Right after the presidential inauguration I was looking for new puzzle games to help me handle the outside stresses in my life. My friend Sam recommended a few, among them Yankai’s Triangles. The gameplay is simple. You’re shown triangles with colored corners, and you tap to match them to each other and create a larger triangle. At first you join just four triangles together, and as the game progresses you’ll create larger and larger triangles out of more and more smaller ones.
This kind of puzzle would feel at home from a company like Playdots. However Yankai’s Triangles was developed by Kenny Sun, whose aesthetic is distinctly less cheerful. In particular, the sound design is oppressive. The ambient noise varies from a distant buzzing sound, to a crowd talking loudly but indistinctly, to what sounds like chattering teeth.
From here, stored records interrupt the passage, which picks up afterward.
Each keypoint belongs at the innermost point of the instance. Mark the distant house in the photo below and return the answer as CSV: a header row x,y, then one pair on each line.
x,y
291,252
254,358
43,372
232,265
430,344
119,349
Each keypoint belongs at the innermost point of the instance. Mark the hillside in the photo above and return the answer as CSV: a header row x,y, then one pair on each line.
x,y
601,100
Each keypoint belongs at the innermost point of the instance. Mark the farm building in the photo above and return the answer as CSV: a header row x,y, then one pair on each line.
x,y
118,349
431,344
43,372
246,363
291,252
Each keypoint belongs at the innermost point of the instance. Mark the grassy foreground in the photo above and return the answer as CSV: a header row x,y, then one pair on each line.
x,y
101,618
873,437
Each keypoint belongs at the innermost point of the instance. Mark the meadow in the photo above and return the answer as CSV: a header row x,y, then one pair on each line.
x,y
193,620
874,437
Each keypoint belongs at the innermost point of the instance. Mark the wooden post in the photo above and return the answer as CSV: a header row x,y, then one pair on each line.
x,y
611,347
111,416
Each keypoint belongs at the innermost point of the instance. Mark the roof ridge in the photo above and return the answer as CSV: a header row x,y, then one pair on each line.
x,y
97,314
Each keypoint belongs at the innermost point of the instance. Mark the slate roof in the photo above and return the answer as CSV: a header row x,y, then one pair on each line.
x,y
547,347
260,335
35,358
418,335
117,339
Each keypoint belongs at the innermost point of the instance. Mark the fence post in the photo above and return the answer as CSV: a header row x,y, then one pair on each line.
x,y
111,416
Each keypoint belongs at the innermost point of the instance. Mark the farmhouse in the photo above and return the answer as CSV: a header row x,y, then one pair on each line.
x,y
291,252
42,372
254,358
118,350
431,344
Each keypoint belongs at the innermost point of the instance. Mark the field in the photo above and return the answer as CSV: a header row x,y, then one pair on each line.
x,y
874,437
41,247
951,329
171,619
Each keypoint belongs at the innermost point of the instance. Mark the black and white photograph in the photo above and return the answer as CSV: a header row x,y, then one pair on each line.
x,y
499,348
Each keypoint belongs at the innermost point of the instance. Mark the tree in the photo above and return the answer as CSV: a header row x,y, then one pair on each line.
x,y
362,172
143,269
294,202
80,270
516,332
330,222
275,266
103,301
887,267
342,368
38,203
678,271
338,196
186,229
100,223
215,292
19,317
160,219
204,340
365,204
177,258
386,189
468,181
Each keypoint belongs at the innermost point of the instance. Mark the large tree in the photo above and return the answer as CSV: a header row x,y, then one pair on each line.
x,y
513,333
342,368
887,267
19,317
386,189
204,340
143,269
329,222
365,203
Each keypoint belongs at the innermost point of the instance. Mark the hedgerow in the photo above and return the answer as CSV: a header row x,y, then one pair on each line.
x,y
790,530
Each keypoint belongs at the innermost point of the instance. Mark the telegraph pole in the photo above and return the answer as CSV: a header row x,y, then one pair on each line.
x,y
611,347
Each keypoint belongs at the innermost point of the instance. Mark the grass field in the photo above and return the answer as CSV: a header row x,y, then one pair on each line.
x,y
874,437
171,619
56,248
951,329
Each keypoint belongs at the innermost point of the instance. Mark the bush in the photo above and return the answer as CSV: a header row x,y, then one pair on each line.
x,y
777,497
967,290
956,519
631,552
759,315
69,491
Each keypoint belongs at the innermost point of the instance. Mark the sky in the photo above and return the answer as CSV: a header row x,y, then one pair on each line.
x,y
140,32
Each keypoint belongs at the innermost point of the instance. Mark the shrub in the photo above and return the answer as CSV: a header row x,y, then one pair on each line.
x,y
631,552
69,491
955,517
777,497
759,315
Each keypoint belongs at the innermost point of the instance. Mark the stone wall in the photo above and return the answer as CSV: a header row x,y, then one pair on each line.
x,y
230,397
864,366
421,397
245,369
When you’ve correctly match triangle edges they snap together with a loud “thunk.” Even the colors are just a little off. On some stages they’re desaturated and muddy, on others a sickly neon. It reminded me of playing Thumper—I was engrossed in a world that hated me in a vague but ever-present way.
While I’m unlikely to play this on the bus, train, or any other public location where I may have a panic attack, I’m very impressed by the sheer force of Yankai’s Traingles’ vision. There might not be a huge market for puzzle games that make you feel like dying, but Kenny Sun has cornered it.